Thierry Rabilloud, PhD

Head of proteomics group, Biophysics and Biochemistry of Integrated Systems, iRTSV/LBBSI, UMR CNRS 5092

Dr Rabilloud’s interest and expertise focus both on the development and improvement of proteomics techniques, especially protein separation methods, and on their application to cell biology biological problems, mainly cell differentiation in the hematopoietic system. Dr Rabilloud started to work on the large scale analysis of proteins in the 80’s, long before the word, ‘proteomics’ was created, so that he is a privileged witness of this field.
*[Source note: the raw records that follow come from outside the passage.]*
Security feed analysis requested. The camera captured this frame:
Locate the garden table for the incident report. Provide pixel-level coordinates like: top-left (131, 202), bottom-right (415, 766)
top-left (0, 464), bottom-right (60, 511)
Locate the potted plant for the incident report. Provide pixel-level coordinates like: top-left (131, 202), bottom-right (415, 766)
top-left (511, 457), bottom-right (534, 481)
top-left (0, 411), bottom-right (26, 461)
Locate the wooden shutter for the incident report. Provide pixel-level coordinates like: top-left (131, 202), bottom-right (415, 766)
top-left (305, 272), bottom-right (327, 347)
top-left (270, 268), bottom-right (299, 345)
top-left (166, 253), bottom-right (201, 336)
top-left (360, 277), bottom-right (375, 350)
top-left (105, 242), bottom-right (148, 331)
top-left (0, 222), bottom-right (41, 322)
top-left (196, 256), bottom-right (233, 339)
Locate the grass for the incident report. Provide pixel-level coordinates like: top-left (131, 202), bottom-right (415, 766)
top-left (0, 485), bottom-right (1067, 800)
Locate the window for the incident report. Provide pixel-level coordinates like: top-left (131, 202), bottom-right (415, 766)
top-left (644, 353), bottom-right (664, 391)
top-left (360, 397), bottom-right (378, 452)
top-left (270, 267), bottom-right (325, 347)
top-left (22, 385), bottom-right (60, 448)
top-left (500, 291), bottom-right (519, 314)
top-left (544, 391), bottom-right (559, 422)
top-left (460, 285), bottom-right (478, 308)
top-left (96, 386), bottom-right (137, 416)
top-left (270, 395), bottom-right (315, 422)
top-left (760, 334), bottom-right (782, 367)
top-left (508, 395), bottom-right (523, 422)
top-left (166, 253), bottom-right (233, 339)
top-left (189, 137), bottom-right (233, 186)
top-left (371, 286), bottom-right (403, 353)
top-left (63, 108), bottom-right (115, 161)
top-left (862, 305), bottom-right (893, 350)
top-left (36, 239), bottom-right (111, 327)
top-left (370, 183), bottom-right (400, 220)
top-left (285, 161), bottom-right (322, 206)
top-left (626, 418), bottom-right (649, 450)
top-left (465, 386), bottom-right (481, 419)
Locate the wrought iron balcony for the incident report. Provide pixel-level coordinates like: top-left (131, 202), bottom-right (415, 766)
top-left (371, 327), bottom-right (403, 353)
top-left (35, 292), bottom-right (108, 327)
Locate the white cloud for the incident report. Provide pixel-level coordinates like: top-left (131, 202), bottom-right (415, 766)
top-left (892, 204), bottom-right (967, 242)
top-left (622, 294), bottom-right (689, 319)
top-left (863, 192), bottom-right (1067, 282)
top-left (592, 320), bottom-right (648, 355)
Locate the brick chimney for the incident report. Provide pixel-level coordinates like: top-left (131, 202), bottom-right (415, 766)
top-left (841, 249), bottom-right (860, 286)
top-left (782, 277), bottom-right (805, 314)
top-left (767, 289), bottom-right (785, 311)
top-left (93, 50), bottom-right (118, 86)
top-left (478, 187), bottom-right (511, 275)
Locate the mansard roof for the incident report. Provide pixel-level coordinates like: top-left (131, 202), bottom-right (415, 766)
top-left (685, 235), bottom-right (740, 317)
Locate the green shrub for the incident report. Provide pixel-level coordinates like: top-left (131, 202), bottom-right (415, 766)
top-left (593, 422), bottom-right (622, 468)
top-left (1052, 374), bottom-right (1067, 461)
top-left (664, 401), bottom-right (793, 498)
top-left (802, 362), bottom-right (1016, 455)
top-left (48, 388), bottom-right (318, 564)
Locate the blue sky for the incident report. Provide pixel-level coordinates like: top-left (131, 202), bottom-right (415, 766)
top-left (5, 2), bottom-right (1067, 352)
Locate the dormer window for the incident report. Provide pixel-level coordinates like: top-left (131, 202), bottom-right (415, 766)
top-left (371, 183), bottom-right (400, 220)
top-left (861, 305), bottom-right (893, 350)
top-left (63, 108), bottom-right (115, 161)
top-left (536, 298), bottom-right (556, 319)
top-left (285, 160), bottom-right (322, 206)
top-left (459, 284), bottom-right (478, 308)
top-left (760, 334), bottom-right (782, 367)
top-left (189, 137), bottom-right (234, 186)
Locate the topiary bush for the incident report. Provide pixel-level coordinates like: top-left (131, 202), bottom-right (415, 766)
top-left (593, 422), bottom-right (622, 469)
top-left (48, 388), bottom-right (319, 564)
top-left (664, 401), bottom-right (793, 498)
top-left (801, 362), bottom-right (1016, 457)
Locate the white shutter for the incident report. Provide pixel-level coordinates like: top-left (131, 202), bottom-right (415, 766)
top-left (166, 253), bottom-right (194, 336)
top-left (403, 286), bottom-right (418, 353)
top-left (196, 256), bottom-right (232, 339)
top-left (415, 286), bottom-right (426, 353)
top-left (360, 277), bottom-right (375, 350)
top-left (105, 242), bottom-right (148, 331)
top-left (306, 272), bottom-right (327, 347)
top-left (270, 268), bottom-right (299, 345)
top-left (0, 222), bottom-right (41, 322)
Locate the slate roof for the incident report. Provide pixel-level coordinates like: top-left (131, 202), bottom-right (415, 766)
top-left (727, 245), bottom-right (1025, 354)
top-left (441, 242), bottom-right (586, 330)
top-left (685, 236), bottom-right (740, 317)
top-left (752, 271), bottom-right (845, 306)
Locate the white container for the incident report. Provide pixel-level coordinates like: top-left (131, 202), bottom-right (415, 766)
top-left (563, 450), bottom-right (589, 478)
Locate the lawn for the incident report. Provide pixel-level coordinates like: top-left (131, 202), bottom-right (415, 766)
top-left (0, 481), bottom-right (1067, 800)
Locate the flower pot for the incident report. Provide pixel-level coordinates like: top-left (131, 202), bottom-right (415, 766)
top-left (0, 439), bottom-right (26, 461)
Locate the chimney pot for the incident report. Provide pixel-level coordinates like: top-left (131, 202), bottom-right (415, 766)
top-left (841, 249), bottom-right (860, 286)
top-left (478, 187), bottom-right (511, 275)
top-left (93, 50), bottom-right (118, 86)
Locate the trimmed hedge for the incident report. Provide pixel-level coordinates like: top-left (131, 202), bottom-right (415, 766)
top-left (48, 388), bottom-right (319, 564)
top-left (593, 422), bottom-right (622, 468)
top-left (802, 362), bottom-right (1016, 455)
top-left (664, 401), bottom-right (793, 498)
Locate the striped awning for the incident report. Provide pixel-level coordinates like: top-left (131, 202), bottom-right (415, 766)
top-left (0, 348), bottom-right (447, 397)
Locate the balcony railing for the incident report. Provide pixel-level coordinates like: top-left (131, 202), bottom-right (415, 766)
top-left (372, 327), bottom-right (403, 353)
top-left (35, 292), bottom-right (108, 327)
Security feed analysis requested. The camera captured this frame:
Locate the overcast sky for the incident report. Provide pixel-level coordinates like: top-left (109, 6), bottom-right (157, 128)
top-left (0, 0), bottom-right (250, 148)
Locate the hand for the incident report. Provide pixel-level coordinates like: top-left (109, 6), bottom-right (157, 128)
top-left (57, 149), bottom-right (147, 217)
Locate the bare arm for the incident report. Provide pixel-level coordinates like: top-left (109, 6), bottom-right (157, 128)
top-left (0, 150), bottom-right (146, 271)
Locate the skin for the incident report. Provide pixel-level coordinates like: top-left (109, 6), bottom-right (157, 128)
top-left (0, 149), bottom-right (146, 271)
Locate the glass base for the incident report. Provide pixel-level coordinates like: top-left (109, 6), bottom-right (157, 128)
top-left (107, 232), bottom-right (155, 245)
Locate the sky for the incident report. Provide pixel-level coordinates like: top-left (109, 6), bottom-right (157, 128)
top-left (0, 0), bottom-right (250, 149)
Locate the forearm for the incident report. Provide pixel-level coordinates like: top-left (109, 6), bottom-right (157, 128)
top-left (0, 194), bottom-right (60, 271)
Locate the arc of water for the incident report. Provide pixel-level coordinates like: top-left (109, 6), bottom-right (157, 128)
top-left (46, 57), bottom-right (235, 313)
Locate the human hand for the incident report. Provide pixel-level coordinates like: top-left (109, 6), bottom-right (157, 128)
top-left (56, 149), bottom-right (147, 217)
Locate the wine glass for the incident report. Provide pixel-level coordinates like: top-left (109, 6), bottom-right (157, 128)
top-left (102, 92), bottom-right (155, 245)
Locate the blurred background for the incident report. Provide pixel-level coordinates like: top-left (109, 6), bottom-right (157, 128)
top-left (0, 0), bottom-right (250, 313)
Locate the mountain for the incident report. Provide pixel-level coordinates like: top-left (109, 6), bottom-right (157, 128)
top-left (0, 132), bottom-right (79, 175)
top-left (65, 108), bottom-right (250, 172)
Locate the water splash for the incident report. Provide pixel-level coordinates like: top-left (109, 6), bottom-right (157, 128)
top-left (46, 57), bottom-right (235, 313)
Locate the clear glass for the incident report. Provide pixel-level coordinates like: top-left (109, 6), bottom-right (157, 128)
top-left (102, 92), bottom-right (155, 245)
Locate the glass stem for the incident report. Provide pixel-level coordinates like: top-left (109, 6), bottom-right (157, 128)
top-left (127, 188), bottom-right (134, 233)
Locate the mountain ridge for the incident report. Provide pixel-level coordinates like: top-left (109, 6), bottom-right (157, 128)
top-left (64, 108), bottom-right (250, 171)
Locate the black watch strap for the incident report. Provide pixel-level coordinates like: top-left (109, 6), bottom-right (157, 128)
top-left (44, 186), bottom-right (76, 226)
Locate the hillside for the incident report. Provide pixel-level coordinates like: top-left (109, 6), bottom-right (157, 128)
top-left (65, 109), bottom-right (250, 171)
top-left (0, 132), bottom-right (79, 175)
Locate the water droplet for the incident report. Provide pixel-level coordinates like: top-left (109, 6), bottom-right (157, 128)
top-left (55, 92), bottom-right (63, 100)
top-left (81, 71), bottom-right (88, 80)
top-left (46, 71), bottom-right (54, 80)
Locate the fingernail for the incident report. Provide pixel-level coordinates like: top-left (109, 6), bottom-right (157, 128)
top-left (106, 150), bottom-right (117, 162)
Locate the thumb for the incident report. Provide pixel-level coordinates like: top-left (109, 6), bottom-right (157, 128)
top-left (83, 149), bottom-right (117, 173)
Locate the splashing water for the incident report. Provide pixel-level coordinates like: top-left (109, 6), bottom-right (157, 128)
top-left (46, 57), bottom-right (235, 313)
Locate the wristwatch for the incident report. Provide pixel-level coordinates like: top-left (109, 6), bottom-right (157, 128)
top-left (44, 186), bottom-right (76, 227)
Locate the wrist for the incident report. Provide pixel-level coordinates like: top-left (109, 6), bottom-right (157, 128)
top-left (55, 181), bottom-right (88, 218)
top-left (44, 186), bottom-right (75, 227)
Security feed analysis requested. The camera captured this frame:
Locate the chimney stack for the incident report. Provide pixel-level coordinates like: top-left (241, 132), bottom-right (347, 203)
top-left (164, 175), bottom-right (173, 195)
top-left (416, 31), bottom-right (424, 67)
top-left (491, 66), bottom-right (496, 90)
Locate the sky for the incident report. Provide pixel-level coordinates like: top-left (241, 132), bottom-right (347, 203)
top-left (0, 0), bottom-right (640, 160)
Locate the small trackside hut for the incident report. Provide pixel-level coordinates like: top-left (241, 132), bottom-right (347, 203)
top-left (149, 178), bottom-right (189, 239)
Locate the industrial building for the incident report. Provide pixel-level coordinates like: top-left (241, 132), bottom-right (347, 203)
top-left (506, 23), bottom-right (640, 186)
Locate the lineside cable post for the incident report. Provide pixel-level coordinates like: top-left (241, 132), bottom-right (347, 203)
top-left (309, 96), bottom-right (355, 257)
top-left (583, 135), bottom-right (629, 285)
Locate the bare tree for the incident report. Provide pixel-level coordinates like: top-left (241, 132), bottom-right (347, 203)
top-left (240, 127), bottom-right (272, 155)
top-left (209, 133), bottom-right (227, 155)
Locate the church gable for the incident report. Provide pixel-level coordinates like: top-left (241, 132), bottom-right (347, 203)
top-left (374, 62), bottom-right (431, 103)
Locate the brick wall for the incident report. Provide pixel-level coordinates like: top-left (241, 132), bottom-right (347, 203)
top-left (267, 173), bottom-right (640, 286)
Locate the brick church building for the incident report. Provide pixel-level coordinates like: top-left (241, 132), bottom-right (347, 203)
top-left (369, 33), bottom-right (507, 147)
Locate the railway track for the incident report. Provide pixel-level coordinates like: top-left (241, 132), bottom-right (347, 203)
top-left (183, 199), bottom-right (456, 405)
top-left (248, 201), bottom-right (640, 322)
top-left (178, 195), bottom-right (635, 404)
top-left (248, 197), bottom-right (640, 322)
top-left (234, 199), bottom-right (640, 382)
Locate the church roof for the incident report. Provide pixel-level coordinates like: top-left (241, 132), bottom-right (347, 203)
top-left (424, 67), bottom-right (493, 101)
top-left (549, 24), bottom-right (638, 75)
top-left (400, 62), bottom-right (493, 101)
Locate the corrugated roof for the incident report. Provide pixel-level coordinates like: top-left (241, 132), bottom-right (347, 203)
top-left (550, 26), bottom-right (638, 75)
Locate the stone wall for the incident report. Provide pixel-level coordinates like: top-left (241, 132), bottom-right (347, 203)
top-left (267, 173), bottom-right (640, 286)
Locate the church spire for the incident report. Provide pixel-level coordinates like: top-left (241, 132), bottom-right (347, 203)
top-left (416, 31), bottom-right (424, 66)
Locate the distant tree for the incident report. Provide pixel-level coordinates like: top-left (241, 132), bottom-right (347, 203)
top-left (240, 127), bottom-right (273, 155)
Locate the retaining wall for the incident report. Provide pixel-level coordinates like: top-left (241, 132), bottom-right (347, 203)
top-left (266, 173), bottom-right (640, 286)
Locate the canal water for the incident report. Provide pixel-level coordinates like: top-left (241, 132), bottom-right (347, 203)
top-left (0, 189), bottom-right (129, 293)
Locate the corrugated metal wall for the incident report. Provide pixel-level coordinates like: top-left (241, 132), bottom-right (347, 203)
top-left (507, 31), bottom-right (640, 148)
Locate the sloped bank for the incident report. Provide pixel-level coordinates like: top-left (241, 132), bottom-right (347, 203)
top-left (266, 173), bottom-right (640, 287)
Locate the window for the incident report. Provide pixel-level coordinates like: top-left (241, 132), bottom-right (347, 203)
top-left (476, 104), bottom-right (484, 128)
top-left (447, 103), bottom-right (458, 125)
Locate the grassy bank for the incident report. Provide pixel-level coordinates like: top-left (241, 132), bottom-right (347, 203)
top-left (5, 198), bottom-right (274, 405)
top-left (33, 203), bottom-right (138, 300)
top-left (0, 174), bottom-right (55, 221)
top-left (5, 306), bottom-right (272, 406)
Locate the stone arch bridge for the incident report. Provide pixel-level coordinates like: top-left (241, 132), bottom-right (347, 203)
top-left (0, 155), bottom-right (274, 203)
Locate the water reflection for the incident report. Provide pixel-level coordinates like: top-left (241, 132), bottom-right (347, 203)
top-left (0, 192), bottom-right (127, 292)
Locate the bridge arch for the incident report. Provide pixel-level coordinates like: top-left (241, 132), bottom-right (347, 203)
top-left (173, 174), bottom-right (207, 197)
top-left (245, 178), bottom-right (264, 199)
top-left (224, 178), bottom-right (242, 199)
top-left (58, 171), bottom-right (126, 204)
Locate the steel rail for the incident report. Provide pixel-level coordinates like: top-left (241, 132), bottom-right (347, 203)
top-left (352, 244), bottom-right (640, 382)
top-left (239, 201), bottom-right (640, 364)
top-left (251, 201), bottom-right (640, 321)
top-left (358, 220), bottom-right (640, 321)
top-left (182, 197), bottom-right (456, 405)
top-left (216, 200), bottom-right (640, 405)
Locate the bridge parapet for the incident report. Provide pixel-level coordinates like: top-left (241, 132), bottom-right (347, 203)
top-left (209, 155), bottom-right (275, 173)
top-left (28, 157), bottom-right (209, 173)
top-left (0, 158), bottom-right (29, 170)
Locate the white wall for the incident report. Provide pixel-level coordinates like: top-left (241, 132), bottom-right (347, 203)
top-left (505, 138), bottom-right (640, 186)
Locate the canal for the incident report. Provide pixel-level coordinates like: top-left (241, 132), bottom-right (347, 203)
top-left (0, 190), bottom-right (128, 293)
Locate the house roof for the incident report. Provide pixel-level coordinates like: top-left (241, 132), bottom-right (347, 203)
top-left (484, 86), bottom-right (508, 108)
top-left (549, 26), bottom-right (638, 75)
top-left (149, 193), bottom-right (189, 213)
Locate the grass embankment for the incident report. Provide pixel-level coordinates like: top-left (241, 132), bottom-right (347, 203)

He has also been the inaugural president of the French Electrophoresis and Proteomics Society (in 2001), one of the organisers of the first meeting of the Human Proteomics Organisation (HUPO) in 2002. He currently is a member of the HUPO international council, and the representative for France in the European Proteomics Association.